E não é que o digníssimo senador capixaba Gerson Camata quer fazer valer a pena de morte no Brasil? Com o andar da carruagem da justiça brasileira vocês bem podem imaginar quem seriam os executáveis preferenciais. Um articulista de um dos nossos tablóides lembra-nos: "Quando uma jovem da alta classe média paulista – Suzana Richthofen - planejou e participou do assassinato de seus pais, trucidados, enquanto dormiam, a golpes de barras de ferro pelo namorado e o irmão dele, ninguém pediu a pena de morte para a moça. Ao contrário: surgiram comunidades de internautas, dizendo que a amavam. Da mesma forma, quando um índio pataxó foi queimado, enquanto dormia, para o divertimento de rapazes da alta classe média brasiliense, respeitável juíza do Distrito Federal quis desclassificar o crime, a fim de evitar que fossem levados ao tribunal do júri. Algumas das pessoas de bem da capital da República se mobilizaram, a fim de desculpar os assassinos. Eles estavam apenas querendo "brincar" com o índio. Depois se soube que os rapazes estavam sendo privilegiados na prisão: um deles saía para freqüentar o curso universitário e, entre o fim das aulas e o retorno a uma cela especial da penitenciária, tomava cerveja com os amigos". Aguardemos os desdobramentos.

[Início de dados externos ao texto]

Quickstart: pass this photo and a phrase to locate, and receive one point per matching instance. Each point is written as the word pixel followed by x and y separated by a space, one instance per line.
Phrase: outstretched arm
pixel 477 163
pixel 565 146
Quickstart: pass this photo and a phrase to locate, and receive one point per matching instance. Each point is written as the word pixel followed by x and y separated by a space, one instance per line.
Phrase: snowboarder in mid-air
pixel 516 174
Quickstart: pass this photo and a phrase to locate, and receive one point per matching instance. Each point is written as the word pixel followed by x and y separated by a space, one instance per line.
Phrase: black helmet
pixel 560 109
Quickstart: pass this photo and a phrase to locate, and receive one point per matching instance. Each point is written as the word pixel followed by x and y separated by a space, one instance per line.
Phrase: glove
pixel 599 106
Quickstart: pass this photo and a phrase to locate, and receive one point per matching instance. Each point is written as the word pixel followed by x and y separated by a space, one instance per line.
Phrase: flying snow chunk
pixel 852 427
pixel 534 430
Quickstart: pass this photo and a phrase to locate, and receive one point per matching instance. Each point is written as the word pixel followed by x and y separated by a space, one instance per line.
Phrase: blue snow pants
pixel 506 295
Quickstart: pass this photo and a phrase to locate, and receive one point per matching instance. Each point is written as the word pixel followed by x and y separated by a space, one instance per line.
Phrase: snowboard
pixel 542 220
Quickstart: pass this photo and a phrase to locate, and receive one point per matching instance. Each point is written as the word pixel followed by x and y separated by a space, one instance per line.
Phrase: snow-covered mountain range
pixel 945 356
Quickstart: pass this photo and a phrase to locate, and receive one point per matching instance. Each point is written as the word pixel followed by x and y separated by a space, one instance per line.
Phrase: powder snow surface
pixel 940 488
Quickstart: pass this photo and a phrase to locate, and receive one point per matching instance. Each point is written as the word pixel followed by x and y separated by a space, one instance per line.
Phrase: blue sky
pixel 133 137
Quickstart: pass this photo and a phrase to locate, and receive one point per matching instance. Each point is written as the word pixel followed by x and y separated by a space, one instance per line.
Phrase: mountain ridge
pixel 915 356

E nós, aqui, entre balas perdidas e com endereço certo, facadas, estupros, desvios de verbas para paraísos fiscais, vamos remando nessa maré ao som de Jimmy Bruno e Bobby Watson, que disparam notas mais rápidos do que uma metralhadora no tema Anthropology, do bom e inesquecível Charlie Parker. A frenética interpretação está no disco Live at Birdland. Você pode ouvir ali no Gramophone by Salsa.

3 comentários:

Anônimo disse...

Maré suja que estraga a nossa esperança....sorte que ainda temos o jazz.

John Lester disse...

Sem comentários...

Guzz disse...

Jimmy Bruno é um escândalo, toca muito !
E no último ano ficou impossibilitado de tocar devido a uma anomalia em sua mão e teve que se submeter a uma cirurgia.
Apesar do susto, felizmente tudo correu bem e já está de volta aos palcos no Cris Café em NY, seu principal palco.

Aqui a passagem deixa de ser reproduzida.